Objectives: The authors sought to determine the contribution of delays in care on time to antibiotics for patients admitted from the emergency department (ED) with pneumonia and to identify patients at risk for delayed antibiotics.

Methods: This was a retrospective cohort study of patients admitted to the Hospital of the University of Pennsylvania (HUP) and to Pennsylvania Presbyterian Hospital (Presbyterian) with an admission diagnosis of pneumonia in 2004.

Results: A total of 393 patients were included. Ninety percent had antibiotics documented as given in the ED. Eighty-three (43%) of 209 at HUP and 104 (64%) of 161 patients at Presbyterian received antibiotics within four hours. Patients who received antibiotics more than four hours after ED arrival experienced longer waits for radiograph orders (HUP, 54 min [95% confidence interval {CI} = 33 to 76 min]; Presbyterian, 43 min [95% CI = 29 to 58 min]), for radiograph performance (HUP, 21 min [95% CI = 4 to 39 min], Presbyterian, 24 min [95% CI = 8 to 47 min]), for antibiotic orders (HUP, 56 min [95% CI = 38 to 95 min]; Presbyterian, 67 min [95% CI = 33 to 103 min]), and for antibiotic administration (HUP, 28 min [95% CI = 17 to 39 min]; Presbyterian, 30 min [95% CI = 21 to 38 min]). Patients with lower severity scores (p = 0.005) and patients with nonclassic clinical presentations for pneumonia were at increased risk for delayed antibiotics (odds ratio, 2.2; 95% CI = 1.1 to 4.4).

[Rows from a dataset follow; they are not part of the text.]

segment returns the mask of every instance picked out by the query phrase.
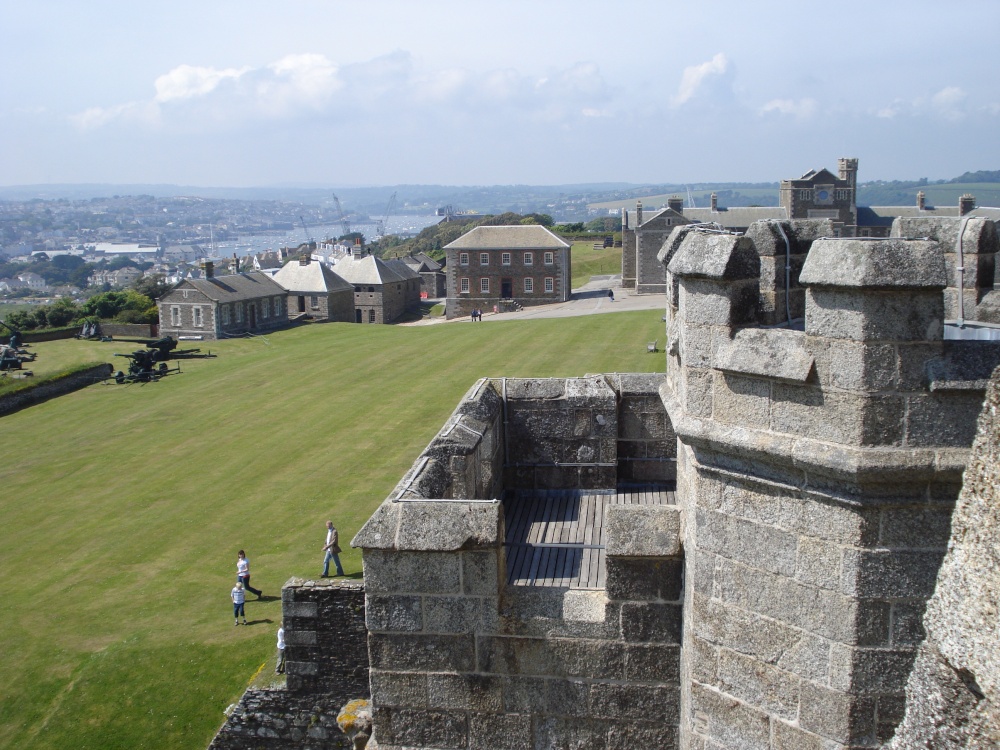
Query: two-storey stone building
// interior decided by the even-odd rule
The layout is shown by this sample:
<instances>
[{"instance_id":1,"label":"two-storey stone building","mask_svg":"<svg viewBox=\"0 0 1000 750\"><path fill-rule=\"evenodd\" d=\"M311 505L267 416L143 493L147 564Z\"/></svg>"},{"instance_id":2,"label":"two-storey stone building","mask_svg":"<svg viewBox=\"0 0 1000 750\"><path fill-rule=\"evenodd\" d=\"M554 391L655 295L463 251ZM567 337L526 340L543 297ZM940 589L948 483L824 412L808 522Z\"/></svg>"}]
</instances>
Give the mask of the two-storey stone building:
<instances>
[{"instance_id":1,"label":"two-storey stone building","mask_svg":"<svg viewBox=\"0 0 1000 750\"><path fill-rule=\"evenodd\" d=\"M262 333L288 324L288 292L267 274L216 276L205 264L205 278L185 279L157 300L160 333L198 336L206 341Z\"/></svg>"},{"instance_id":2,"label":"two-storey stone building","mask_svg":"<svg viewBox=\"0 0 1000 750\"><path fill-rule=\"evenodd\" d=\"M384 261L356 247L335 269L354 287L355 323L391 323L420 307L420 276L402 263Z\"/></svg>"},{"instance_id":3,"label":"two-storey stone building","mask_svg":"<svg viewBox=\"0 0 1000 750\"><path fill-rule=\"evenodd\" d=\"M288 290L288 317L353 323L354 287L309 257L286 264L274 280Z\"/></svg>"},{"instance_id":4,"label":"two-storey stone building","mask_svg":"<svg viewBox=\"0 0 1000 750\"><path fill-rule=\"evenodd\" d=\"M570 297L570 245L543 226L480 226L444 249L448 319Z\"/></svg>"}]
</instances>

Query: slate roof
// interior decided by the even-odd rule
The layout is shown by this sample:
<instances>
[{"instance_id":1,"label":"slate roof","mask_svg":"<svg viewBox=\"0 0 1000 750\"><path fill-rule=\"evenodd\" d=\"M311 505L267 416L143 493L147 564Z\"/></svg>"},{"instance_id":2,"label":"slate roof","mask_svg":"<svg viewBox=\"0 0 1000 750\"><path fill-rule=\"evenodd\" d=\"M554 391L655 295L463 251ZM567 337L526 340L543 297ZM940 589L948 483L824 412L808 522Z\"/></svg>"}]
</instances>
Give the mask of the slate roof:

Conclusions: Antibiotic delays for patients admitted with pneumonia occur across multiple care processes. Less severely ill patients and patients with nonclassic presentations are at higher risk for delayed antibiotic administration. Hospitals should consider performing a similar analysis to evaluate hospital-specific and patient-specific care delays.